Algunos en la reunión empiezan a mirar al techo o al teléfono, pero en
ese momento entran por la ventana los gritos de los ciudadanos, que
desde la calle animan el acuerdo: “¿Por qué no seguimos desandando,
revirtiendo, derogando, anulando, borrando? Incluyamos en el acuerdo las
empresas públicas que fueron malvendidas, los servicios que fueron
privatizados, los oligopolios favorecidos, el tinglado del mercado
eléctrico, el destrozo ambiental…"
Una vez que coges
velocidad, ya es todo cuesta abajo hacia atrás en el tiempo, y por el
camino puedes replantearte el euro, que tantos disgustos nos ha acabado
causando; e incluso la propia entrada en una Europa que ahora sabemos
que contenía la semilla neoliberal y que terminaría como ha terminado.
Eso implicaría, claro, devolver mucho dinero y ver desaparecer tantas
infraestructuras que hemos construido con fondos comunitarios: algunas
lamentaríamos perderlas, de otras quizás nos alegraríamos. Y a cambio
podríamos recuperar sectores reconvertidos e industrias que fueron
desmanteladas a lo loco.
El viaje en el tiempo da
vértigo, y los firmantes buscan algo donde agarrarse mientras los más
ambiciosos siguen empujando para derribar todo lo que encuentran a su
paso. “¡La OTAN!”, gritan en la calle. “¡La monarquía!”, añaden otros.
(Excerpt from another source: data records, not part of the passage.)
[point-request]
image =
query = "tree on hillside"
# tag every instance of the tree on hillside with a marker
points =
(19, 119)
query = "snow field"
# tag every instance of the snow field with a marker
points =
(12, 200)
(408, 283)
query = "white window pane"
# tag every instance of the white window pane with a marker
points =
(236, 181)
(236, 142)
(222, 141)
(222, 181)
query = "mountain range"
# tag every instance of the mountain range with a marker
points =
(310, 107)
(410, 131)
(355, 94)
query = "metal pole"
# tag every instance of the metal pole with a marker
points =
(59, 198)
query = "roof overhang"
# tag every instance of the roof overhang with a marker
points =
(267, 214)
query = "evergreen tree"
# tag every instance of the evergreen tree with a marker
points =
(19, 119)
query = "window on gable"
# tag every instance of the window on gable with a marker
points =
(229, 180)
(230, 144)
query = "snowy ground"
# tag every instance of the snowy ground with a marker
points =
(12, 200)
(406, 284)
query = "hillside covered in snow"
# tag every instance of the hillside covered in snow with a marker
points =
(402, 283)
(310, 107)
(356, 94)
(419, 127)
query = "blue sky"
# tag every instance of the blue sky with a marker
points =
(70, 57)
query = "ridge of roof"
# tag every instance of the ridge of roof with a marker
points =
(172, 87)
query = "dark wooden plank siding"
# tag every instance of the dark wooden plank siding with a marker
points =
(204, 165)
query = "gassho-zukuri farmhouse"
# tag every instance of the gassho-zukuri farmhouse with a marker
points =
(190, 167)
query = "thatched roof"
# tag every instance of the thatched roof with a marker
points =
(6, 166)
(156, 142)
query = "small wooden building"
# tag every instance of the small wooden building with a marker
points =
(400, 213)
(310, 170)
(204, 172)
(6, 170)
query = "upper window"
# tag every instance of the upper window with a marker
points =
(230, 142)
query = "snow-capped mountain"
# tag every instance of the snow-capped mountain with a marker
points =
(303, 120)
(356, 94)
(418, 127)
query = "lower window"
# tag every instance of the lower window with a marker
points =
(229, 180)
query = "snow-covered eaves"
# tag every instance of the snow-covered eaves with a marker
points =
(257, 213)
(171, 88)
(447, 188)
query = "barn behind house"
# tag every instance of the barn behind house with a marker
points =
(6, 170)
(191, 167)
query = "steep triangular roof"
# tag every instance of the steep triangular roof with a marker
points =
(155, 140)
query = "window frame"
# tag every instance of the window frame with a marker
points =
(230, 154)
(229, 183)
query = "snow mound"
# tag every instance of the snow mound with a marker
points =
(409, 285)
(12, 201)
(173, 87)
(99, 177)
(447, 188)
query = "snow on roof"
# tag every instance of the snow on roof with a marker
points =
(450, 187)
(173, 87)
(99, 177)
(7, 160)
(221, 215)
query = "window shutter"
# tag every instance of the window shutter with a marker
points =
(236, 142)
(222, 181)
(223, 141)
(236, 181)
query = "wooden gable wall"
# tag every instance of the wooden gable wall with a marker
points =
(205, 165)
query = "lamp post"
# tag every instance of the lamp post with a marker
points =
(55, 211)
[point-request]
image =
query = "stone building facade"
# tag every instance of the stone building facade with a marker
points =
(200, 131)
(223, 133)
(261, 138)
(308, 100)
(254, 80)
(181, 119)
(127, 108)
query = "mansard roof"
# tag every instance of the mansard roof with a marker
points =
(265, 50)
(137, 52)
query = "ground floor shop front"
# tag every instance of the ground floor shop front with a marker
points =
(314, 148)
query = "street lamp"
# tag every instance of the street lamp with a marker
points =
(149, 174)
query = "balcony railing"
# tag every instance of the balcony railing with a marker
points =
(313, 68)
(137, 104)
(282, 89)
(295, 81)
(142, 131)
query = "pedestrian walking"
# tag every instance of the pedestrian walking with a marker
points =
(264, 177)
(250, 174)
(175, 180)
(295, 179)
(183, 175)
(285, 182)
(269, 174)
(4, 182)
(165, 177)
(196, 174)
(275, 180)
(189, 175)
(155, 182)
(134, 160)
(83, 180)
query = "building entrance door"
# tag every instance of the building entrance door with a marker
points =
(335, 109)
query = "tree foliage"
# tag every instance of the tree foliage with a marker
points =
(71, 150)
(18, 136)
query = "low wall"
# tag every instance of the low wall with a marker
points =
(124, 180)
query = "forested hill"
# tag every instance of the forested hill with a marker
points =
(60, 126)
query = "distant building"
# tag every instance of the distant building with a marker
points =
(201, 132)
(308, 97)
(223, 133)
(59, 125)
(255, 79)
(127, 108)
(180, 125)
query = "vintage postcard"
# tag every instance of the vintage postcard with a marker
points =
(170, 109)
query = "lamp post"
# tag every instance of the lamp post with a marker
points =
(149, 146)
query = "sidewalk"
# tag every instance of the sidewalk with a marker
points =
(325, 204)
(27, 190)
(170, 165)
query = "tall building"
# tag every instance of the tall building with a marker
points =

“¡La ley electoral que hizo posible el bipartidismo!”, exclama el
representante de un partido siempre perjudicado en el reparto de
escaños. “¡La Constitución!”, gritan al mismo tiempo dos de los
reunidos, desafiantes.
En algún momento habrá que
pisar el freno, sí, y dejar de deshacer, de borrar, de derogar, de
anular. Habrá que decidir cuándo empezó a joderse todo, a ver si
regresando a ese momento somos capaces de empezar otra vez y, eligiendo
otros caminos, no acabar cayendo otra vez en este agujero.
Al coger la pluma, las manos tiemblan. Nunca es fácil firmar un certificado de defunción de todo un sistema.